I prossimi giorni saranno fondamentali per capire se Dalla Chiesa e Bergamini si sono attivare a titolo personale o se con loro si muove il resto del gruppo parlamentare; se pur di non spaccare la coalizione su un provvedimento così caratterizzante Fratelli d’Italia e Lega accetteranno di modificare il testo uscito dal Senato; se le opposizioni proveranno a incunearsi tra le contraddizioni del centrodestra e se, per mettere in difficoltà il governo, dilatare i tempi e puntare alla fine della legislatura, voteranno gli emendamenti di Forza Italia.

La Libera Caccia all’attacco

La notizia ha fatto infuriare Paolo Sparvoli, presidente nazionale della Libera Caccia, che in una nota impregnata d’astio attacca Forza Italia e la replica «del tradimento perpetrato a suo tempo» da Silvio Berlusconi, «che dopo aver speso parole d’apprezzamento per la caccia e il comparto armiero cambiò radicalmente posizione» su ispirazione di Michela Vittoria Brambilla, attualmente deputata di Noi moderati – altro voto in più per gli emendamenti, sia in commissione Agricoltura, sia in aula.

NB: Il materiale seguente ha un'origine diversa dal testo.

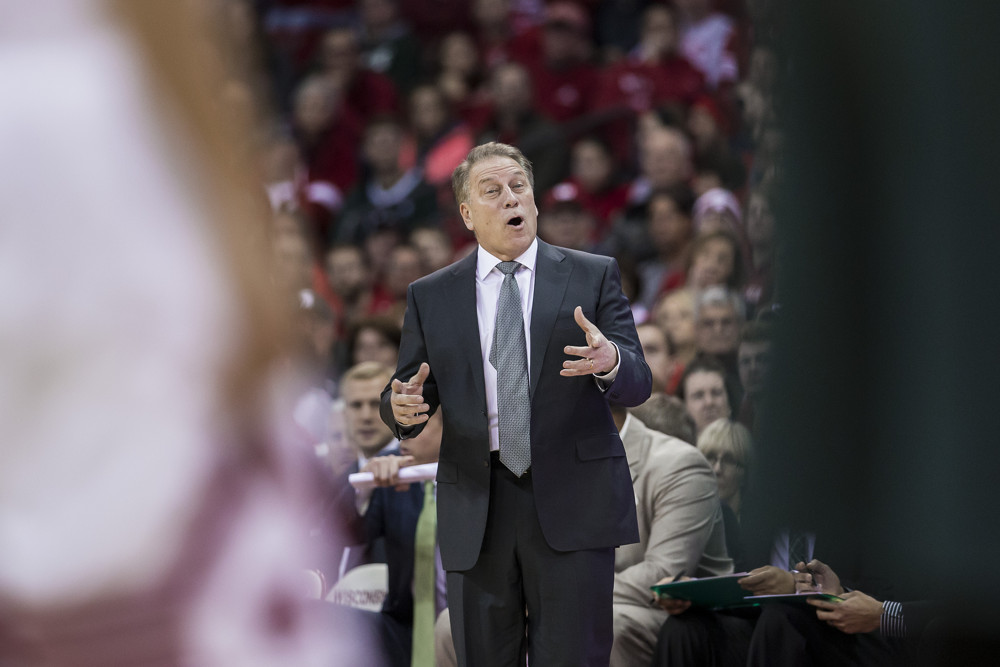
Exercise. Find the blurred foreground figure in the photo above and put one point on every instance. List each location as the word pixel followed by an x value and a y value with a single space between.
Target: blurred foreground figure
pixel 147 513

A Sparvoli gli emendamenti fanno male come fa male «il fuoco amico»: Forza Italia cede «alle richieste più integraliste del miope animalismo nostrano» e rende possibile «un trappolone», conseguenza di «una guerra ideologica sempre più distante dalle enormi problematiche faunistiche, ambientali, economiche, sanitarie e di pubblica sicurezza» causate dalla fauna.

La Libera Caccia è delusa per il comportamento del centrodestra cui, «senza distinzioni, mai ha fatto mancare apprezzamento e gratitudine» e che ora «ci sta di nuovo voltando le spalle». È una scelta che il governo Meloni rischia di pagare nel 2027, quando si voterà per le politiche, che sia autunno o primavera: «fra qualche mese toccherà a noi» chiude Sparvoli «e ci ricorderemo». Anche se nessuno lo cita, il generale Vannacci sorride.